Spécificités du RA chez les femmes
Pour commencer, Marie-Annick Clavel (University Institute of Cardiology and Respirology of Quebec (IUCPQ) - Québec, Canada) a décrit les spécificités du RA chez les femmes et les raisons du choix du TAVR. « Les femmes sont plus âgées, viennent plus tardivement, donc le RA a évolué depuis plus longtemps, avec les conséquences sous-jacentes que cela suppose, une hypertrophie ventriculaire gauche concentrique et l’apparition d’une fibrose myocardique importante », explique la cardiologue.
Ces modifications myocardiques sont responsables d’une discordance paradoxale du gradient et de la surface valvulaire (Paradoxal Low Flow gradient) facteur opératoire péjoratif. « Les complications post opératoires chez la femme sont moins importantes lors du TAVR comparées au SAVR. Le Paradoxal low flow gradient a un rôle péjoratif moindre en cas de TAVR », considère la Dr Clavel citant un travail personnel, objet d’un poster publié au congrès.
Autre différence, l’anneau aortique est souvent de petite taille provoquant une mauvaise confluence de la valve implantée au cours de la chirurgie avec un risque hémodynamique de mauvais pronostic à court et long termes. Ce mismatch opératoire est moins fréquent au cours du TAVR, la taille de la valve implantée plus grande lors du TAVR pourrait être une des explications. « Après chirurgie, la prévalence du mismatch est de 10 à 20%, alors qu’après TAVR, elle n’est que de 1% » rapporte l’oratrice.
Enfin, les valves aortiques sont fibreuses, moins calcifiées que chez l’homme, et les risques de fuite aortique post opératoire et d’implantation de stimulateur sont moins fréquents chez elles.

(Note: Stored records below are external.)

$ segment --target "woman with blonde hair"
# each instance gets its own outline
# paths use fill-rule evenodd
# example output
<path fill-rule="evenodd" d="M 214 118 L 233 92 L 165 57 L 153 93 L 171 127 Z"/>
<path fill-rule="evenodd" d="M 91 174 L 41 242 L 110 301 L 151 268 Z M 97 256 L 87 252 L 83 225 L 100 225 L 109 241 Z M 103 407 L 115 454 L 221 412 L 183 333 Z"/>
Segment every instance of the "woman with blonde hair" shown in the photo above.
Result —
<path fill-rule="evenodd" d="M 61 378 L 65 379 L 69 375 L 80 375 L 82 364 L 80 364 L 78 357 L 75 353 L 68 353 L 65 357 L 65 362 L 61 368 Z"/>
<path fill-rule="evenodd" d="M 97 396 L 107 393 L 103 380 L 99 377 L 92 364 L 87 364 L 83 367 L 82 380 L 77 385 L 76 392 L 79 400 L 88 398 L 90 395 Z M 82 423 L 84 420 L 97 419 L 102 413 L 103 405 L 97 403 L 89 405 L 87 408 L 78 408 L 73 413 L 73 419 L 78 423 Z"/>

« Ces particularités expliqueraient le meilleur pronostic à court et moyen terme du remplacement valvulaire par TAVR chez les femmes comparativement à celui des hommes », mentionne M-A Clavel. [2,3]
Avantage au TAVR
Comparant TAVR et SAVR chez les femmes, l’avantage reste au TAVR. Chez les femmes à très haut risque, les registres rapportent une mortalité moindre. Dans PARTNER I, [4] la mortalité toutes causes, y compris opératoire à 2 ans est de 28% pour le TAVR contre 32% pour le SAVR [4]. Résultats du même ordre dans Corevalve[5] à 12 mois : 12% vs 22% respectivement pour le TAVR et SAVR [5].
« Il n’y a pas de d’étude randomisée comparant chez les femmes TAVR et SAVR mais l’étude de Panoulas regroupant plusieurs études des deux sexes après TAVR et SAVR, montre que la mortalité des femmes après TAVR est de 26 à 31% plus faible qu’après SAVR » [6].
Pour la Dr M-A Clavel : « il existe des différences anatomiques et physiologiques liées au sexe dans le RA qui peuvent contribuer à l’évolution différente après remplacement valvulaire. Comparé au SAVR, le TAVR chez les femmes est associé à moins de complications post opératoires. De surcroît, chez les femmes le TAVR comparé au SAVR montre un bénéfice significatif à moyen terme ».
Prévoir le risque de mismatch
La Dr Sabine Bleiziffer (Heart and Diabetes Center NRW - Bad Oeynhausen, Allemagne) a pris le contrepied tout en reconnaissant que le TAVR – avec lequel les complications post-opératoires sont moins importantes – est le remplacement valvulaire le plus utilisé chez la femme.
Dans le registre allemand GARY portant sur une période de 5 ans, le TAVR est réalisé chez 55% des femmes tandis que la proportion de SAVR était de 46% [7].
Elle fait cependant remarquer que dans l’essai SURTAVI, mais aussi dans autres études, où sont comparées, sans randomisation, les deux procédures chez les femmes, le TAVR n’a pas montré de bénéfice chez les patientes ayant un risque intermédiaire [8].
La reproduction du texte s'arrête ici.